Oxalic acid is not approved for bees in the US. Some of us have used it with success. If I had a significant problem I would use it once a week for 3 weeks to get most of the mites on the brood. I have not experienced queen problems or brood problems with this method. It is also excellent once the brood production stops, however, the winter bees are all born before this and can be impacted by the mites and the virus they carry. Now is the time, in my area, to be killing mites with this or some other method.

You can buy one here: 
http://www.members.shaw.ca/orioleln/vaporizer.html


----------



## danno (Dec 17, 2007)

I have been useing this method for a few years now and except for the required 3 trips @ 7 day intervals it work great and cheap. Some corrections that were stated above are it can be used over and over not once per current queen and it is used while brood production in is full swing. These statements are true for oxalic dribble but not for sublimination. Oxalic does not penetrate capping so this is the reason for 3 treatments. Cost per colony is just a couple of pennies. I would recommend a 12 volt burner not the propane torch type. I have a great effective system that I use useing dollar store timers preset to 10 minutes and one preset to 2 minutes. When I pull into a yard I place a 10 minute timer on top of 5 colonies and a 2 minute timer on my truck battery. I fill the burner, slide it into the 1st colony and seal it up. To seal I use carpet foam in the enterence and duct tape on top enterences. I hook the burner to the battery and start the 2 minute timer. It takes 2 minutes to burn the acid. When this timer beeps I disconnect the battery go to the colony start the 10 minute time on top of it, pull the burner and reseal.

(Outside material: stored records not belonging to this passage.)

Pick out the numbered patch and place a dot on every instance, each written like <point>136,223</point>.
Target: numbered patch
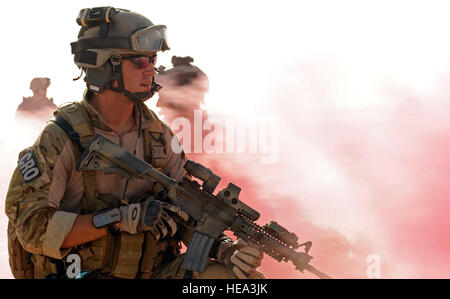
<point>28,167</point>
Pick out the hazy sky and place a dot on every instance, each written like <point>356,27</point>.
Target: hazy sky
<point>249,49</point>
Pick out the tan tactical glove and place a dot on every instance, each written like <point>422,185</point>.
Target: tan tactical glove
<point>242,258</point>
<point>152,216</point>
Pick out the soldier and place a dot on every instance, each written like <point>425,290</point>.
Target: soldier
<point>119,228</point>
<point>38,106</point>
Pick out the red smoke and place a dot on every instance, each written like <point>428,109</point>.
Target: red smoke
<point>356,182</point>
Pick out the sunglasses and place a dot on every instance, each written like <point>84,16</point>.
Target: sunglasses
<point>141,61</point>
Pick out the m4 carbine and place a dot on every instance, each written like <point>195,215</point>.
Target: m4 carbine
<point>210,214</point>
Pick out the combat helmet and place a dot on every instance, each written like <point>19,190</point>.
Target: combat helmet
<point>107,33</point>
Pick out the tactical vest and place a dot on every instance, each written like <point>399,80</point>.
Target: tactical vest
<point>124,255</point>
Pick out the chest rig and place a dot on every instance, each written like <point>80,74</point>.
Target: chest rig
<point>123,255</point>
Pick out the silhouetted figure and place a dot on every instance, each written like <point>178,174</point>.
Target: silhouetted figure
<point>184,88</point>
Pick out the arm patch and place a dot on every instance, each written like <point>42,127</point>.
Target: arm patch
<point>28,167</point>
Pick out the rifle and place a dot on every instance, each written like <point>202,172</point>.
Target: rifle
<point>210,214</point>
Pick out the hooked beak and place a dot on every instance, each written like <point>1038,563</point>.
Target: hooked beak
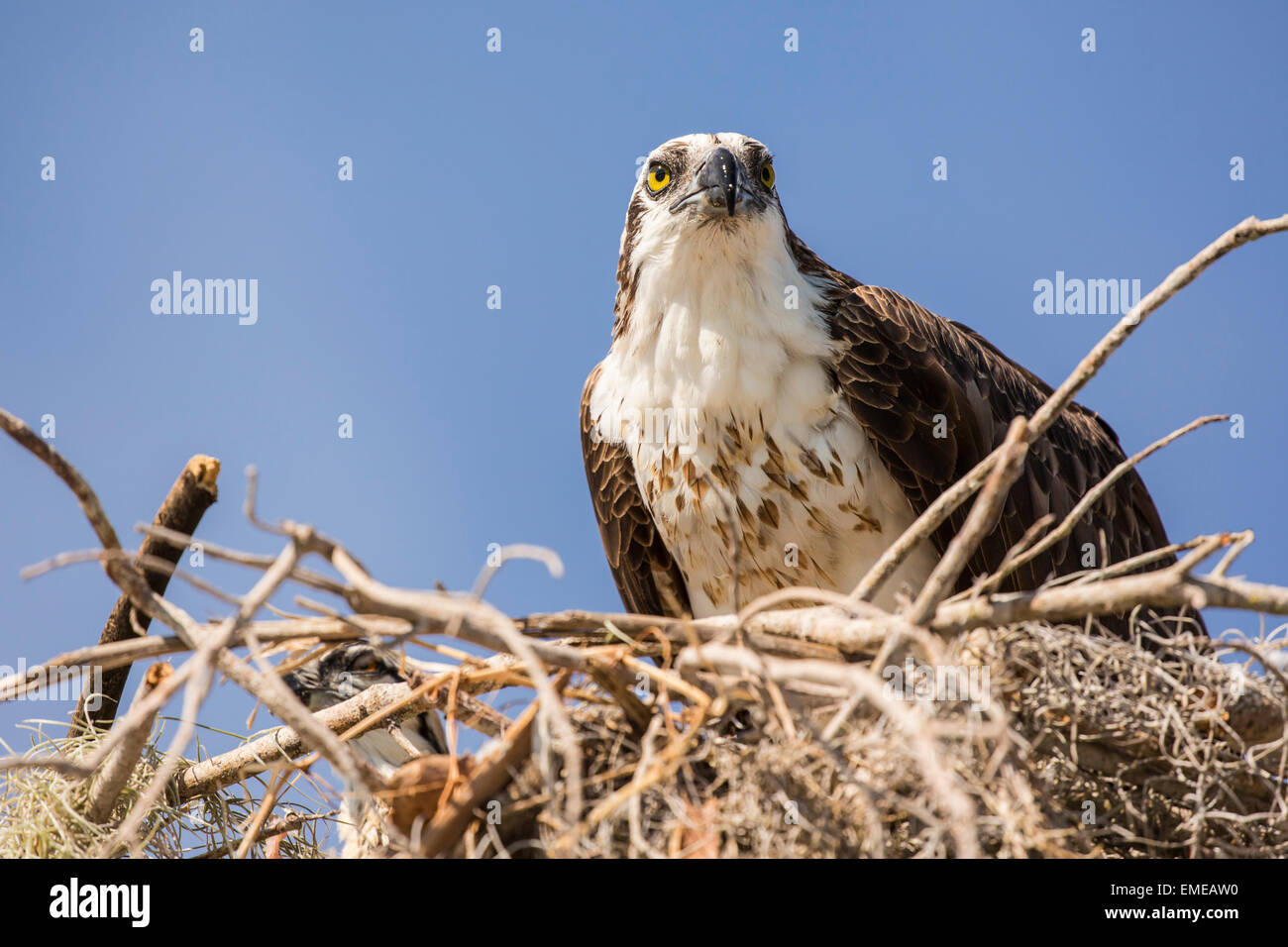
<point>719,184</point>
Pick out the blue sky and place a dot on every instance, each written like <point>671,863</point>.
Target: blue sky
<point>513,169</point>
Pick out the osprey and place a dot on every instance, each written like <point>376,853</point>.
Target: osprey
<point>334,678</point>
<point>763,420</point>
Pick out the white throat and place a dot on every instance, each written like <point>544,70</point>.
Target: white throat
<point>717,386</point>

The colony need to stay sealed for a full 10 minutes. I cool the burner down with a damp rag, refill, put into colony #2 and start the whole process over. I will be on colony #5 when colony #1 finishes it 10 minutes sealed. I can finish a 20 colony yard in less that 1 hour


----------



## Il Postino (Apr 11, 2011)

I went to the Shaw.ca website and though they sell the vaporizers they don't sell oxalic acid. I could make a vaporizer but obtaining the active ingredient would be a lot harder. Where can you buy oxalic acid in the US?


----------



## camero7 (Sep 21, 2009)

Any lumber yard or box store... it's wood bleach. Be sure to read the label so that there is nothing else added.


----------



## rweakley (Jul 2, 2004)

I have used the oxalic acid vaporizer for many years now and have not had any problems that I know of. I use the propane torch to heat it up. Last time I used it was on a hive that had mites and a few SHB. I decided it was best to kill off the mites so they would be good and strong to take on the SHB.. OH BTW, very important, don't get it on your skin and wear a good mask when heating the oxalic up. YOU DO NOT want to breath any of the vapors. and by good mask I mean one with the cartridges on each side.

ROd


----------



## Michael Bush (Aug 2, 2002)

It is important not to breath the vapor but it's not that hard to avoid and doesn't require a mask, it DOES require you to pay attention to the wind and it's helpful if you have the electric vaporizer and long enough wires to stand back. I would always light a smoker and pay attention to the drift of the smoke to insure you are upwind.

As to effectiveness, in my experience I'd say it kills 90% or more of the phoretic mites and by all accounts avoids the damage to the Malpighian tubules (kidneys) which dribbling the acid causes. In other words you can only dribble once without shortening their lives too much to get them to spring. You can vaporize several times. To be most effective it needs to be done when there is little or no brood in the hive. 

http://www.bushfarms.com/beesvarroatreatments.htm
http://www.bushfarms.com/beespests.htm#varroa

My concerns are that the acid totally disrupts the microbes in the hive with a drastic shift in pH.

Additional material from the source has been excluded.